Pour Benedikte, l’intérêt professionnel d’une apparition à Paris dépend de ce qui suit, nouvelles opportunités, contacts avec agences, ou projets éditoriaux. Les médias retiennent surtout l’image du couple, mais les professionnels évaluent la progression, défilés supplémentaires, campagnes, et capacité à se distinguer au-delà de l’attention liée à Nikolai.
Une visibilité qui interroge l’équilibre entre vie privée et carrière
Le traitement médiatique autour de Nikolai et Benedikte montre la manière dont la mode et le people se superposent. Un défilé, en théorie centré sur une collection, devient aussi un espace de narration personnelle. La présence de Nikolai de Monpezat transforme une performance sur podium en scène commentée, et la performance de Benedikte Thoustrup en moment de couple. Cette mécanique est classique, mais elle s’intensifie avec les formats courts, vidéos de quelques secondes, photos recadrées, citations mises en avant.
Pour une mannequin en développement, l’exposition peut accélérer la notoriété, mais elle peut aussi enfermer dans un rôle. L’industrie valorise l’identité, le visage, le style, mais elle peut réduire une trajectoire à un attribut, la compagne de. Pour contrer cette réduction, la solution passe souvent par des preuves de carrière, multiplier les projets, diversifier les marques, signer des éditos, et imposer une présence indépendante.
Du côté de Nikolai, la question est différente. Son image publique, entre héritage familial et carrière dans la mode, se construit par touches. Chaque apparition à une Fashion Week consolide un positionnement, celui d’un acteur du secteur, pas seulement d’un invité. Mais cette exposition attire aussi des commentaires sur la frontière entre représentation et sphère privée, surtout lorsque le couple occupe un espace très visible.
Les Fashion Weeks sont un révélateur de cette tension.
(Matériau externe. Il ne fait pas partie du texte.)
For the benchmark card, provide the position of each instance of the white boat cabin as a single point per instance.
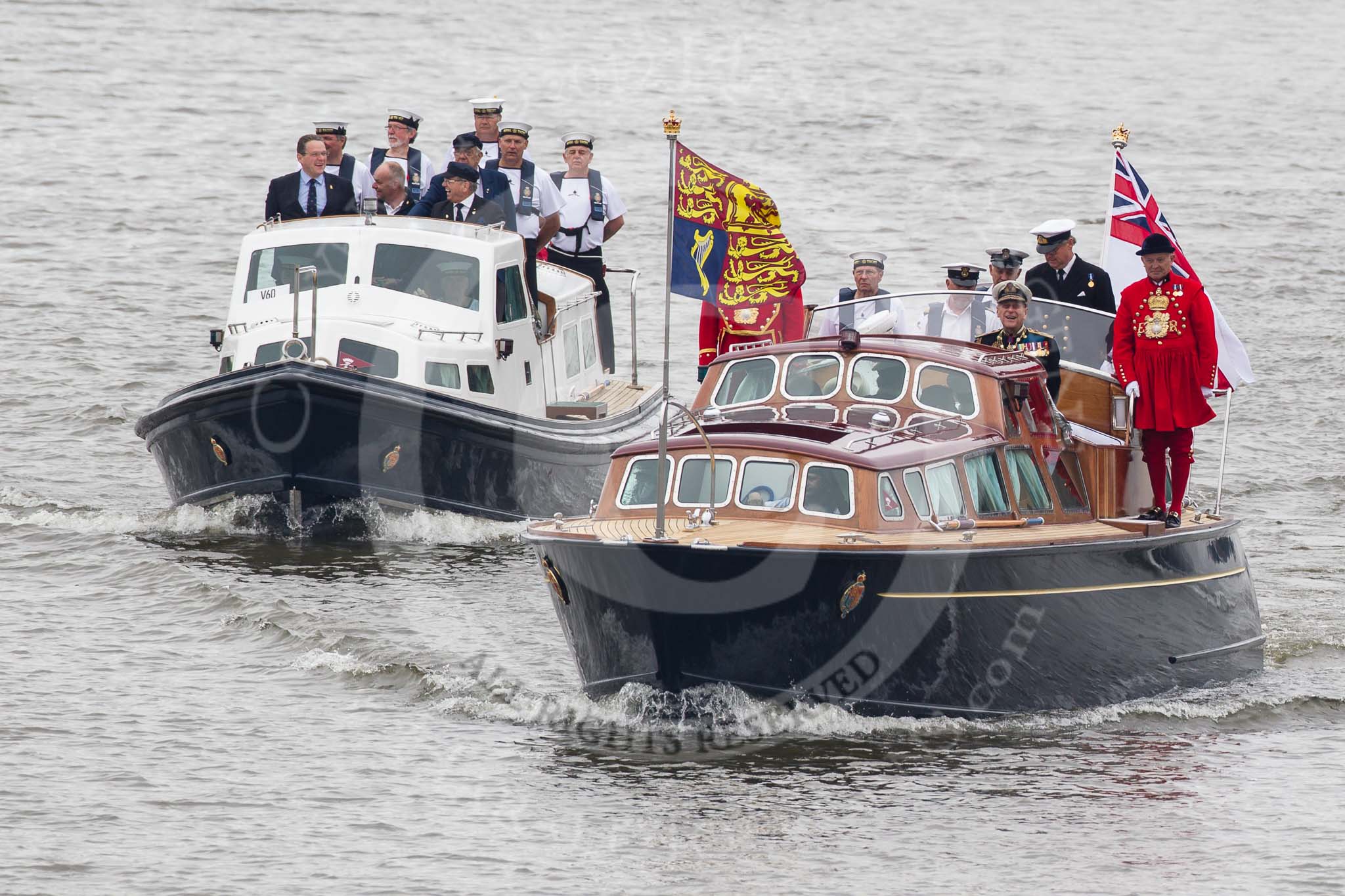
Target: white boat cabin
(431, 304)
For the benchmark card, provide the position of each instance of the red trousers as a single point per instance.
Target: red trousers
(1160, 444)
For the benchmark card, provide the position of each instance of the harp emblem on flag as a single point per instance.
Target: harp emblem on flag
(701, 247)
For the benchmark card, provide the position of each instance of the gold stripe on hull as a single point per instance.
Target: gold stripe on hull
(1038, 593)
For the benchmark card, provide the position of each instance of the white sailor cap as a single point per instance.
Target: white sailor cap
(405, 117)
(1006, 289)
(1006, 258)
(487, 105)
(963, 274)
(1052, 233)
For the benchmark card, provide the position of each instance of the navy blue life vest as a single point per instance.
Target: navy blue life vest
(527, 202)
(413, 168)
(847, 312)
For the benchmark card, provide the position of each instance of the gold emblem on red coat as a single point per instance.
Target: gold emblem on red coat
(221, 452)
(852, 597)
(1158, 326)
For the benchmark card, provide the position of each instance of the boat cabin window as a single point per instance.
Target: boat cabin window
(916, 492)
(271, 351)
(366, 359)
(877, 378)
(747, 381)
(428, 273)
(510, 300)
(479, 379)
(640, 486)
(275, 267)
(944, 490)
(590, 344)
(443, 373)
(1069, 480)
(946, 389)
(767, 484)
(986, 482)
(693, 481)
(811, 377)
(827, 490)
(889, 504)
(573, 360)
(1029, 489)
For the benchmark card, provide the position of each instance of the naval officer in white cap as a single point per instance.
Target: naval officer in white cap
(537, 203)
(403, 127)
(868, 269)
(591, 214)
(966, 313)
(486, 116)
(1066, 277)
(341, 161)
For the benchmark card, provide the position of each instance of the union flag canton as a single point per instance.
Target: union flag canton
(726, 242)
(1134, 214)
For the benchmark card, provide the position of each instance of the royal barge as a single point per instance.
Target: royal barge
(403, 360)
(904, 526)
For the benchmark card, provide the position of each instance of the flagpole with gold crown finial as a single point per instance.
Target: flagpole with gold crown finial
(671, 131)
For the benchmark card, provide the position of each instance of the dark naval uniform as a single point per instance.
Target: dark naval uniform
(1034, 344)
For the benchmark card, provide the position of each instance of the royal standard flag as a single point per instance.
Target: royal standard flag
(726, 244)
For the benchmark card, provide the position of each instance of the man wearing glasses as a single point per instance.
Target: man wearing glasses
(403, 127)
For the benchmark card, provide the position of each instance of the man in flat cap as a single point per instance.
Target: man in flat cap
(591, 214)
(1005, 264)
(1064, 277)
(390, 188)
(493, 184)
(403, 127)
(341, 161)
(866, 268)
(460, 202)
(537, 203)
(1012, 300)
(310, 192)
(966, 313)
(1165, 355)
(486, 119)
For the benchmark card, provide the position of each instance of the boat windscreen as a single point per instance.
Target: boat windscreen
(275, 267)
(1083, 335)
(428, 273)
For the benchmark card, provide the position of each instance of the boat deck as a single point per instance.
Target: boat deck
(771, 534)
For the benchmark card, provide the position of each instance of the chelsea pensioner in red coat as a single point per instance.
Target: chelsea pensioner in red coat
(1165, 355)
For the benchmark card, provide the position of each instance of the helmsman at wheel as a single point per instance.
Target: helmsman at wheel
(341, 161)
(591, 214)
(1012, 301)
(1166, 356)
(537, 203)
(403, 127)
(967, 313)
(866, 269)
(1064, 277)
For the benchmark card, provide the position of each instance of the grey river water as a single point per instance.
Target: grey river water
(191, 706)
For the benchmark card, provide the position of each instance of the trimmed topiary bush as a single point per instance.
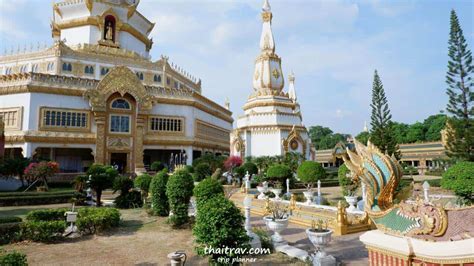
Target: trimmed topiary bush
(157, 166)
(143, 183)
(309, 172)
(43, 231)
(159, 200)
(128, 198)
(201, 171)
(460, 179)
(207, 189)
(12, 258)
(94, 220)
(279, 173)
(179, 191)
(219, 223)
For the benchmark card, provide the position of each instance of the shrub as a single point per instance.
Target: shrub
(207, 189)
(309, 172)
(102, 177)
(38, 199)
(93, 220)
(347, 184)
(157, 166)
(43, 231)
(219, 223)
(143, 183)
(41, 170)
(46, 215)
(9, 232)
(201, 171)
(10, 219)
(179, 190)
(279, 173)
(12, 258)
(460, 179)
(250, 167)
(159, 200)
(128, 198)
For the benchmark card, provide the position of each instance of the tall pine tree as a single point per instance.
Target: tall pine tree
(381, 120)
(460, 139)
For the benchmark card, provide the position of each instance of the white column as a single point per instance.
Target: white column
(189, 155)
Elles exigent une grande disponibilité, une gestion précise des déplacements, et une capacité à évoluer dans des lieux très photographiés. Une relation mise en avant peut paraître naturelle, mais elle peut aussi devenir un angle permanent. Pour le couple, l’équilibre se joue dans la maîtrise de ce qui est public, ce qui est professionnel, et ce qui doit rester discret.
À court terme, la séquence de Copenhague renforce l’image d’un couple très présent dans la mode, et d’une mannequin qui gagne des étapes visibles. À moyen terme, les signaux recherchés seront plus concrets, nouvelles apparitions sur des podiums majeurs, collaborations confirmées et calendrier de travail identifiable, autant d’éléments qui permettent de juger la solidité d’une trajectoire au-delà de la curiosité médiatique.
Questions fréquentes
- Où Benedikte Thoustrup a-t-elle défilé à la Fashion Week de Copenhague ?
- Selon les informations reprises par plusieurs médias, Benedikte Thoustrup a été choisie pour défiler lors d’un show d’OpéraSPORT, organisé en extérieur près du port de Copenhague.
- Quel rôle Nikolai de Monpezat a-t-il joué pendant le défilé ?
- Les récits publiés décrivent Nikolai de Monpezat très présent au premier rang, attentif au passage de Benedikte Thoustrup, un élément largement mis en avant dans la couverture médiatique.
- Pourquoi parle-t-on aussi de Paris dans cette séquence médiatique ?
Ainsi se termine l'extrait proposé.